Qualcommは、2023年10月24日(現地時間)から3日間にわたり、自社の製品を発表するイベント『Snapdragon Summit 2023』を開催しました。

初日に行われた基調講演では、CEOのCristiano Amon氏らが登壇。「AIがデバイスの使用に与える影響」「Snapdragonが、オンデバイスAI(※)を搭載した家電製品でどのような体験を提供できるか」をテーマにスピーチが行われました。
※ デバイスに内蔵されたAI

Snapdragon Summit 2023 基調講演

『Snapdragon Summit 2023』再生リスト

講演の中で、生成AIに対する大きなパフォーマンス向上をうたった、ノートPC向けの「Snapdragon X Elite」とモバイル向けの「Snapdragon 8 Gen 3」の2つのチップセットが発表されました。

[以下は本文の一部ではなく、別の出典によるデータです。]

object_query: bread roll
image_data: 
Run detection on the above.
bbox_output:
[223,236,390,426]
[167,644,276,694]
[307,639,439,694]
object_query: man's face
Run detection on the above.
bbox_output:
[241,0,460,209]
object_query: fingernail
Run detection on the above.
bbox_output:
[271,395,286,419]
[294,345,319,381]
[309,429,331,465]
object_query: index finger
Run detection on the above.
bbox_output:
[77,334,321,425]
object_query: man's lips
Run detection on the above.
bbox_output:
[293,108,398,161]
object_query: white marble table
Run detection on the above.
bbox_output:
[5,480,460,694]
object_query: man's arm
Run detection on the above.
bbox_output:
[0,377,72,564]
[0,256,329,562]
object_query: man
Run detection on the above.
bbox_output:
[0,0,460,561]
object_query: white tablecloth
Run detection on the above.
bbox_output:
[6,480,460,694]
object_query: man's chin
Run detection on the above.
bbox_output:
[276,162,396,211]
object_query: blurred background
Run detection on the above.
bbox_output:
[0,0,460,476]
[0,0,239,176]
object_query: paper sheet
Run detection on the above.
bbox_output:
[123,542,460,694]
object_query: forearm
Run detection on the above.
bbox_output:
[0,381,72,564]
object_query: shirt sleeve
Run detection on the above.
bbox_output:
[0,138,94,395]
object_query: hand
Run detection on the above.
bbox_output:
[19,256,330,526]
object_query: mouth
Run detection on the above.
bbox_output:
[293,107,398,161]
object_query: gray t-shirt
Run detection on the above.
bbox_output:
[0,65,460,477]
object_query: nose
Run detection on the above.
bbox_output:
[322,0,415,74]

Snapdragon X Eliteは、4nmプロセスの「Oryon」チップを12基搭載。電力効率重視のチップとパフォーマンス重視のコアを併用するbig.LITTLE技術は今回採用していませんが、他社製品より65%少ない消費電力で同等のCPUパフォーマンスを発揮できるとしています。

NPU(※)には45TOPSの「Hexagon」を備え、「AI Engine」によってCPUやGPUなどを動員することで最大75TOPSでAIの処理が可能です。
※ ニューラルネットワーク専用のプロセッシングユニット

これにより、Metaが開発する「Llama 2」といった70億パラメータのLLMを秒間30トークンの速度で実行できるとのこと。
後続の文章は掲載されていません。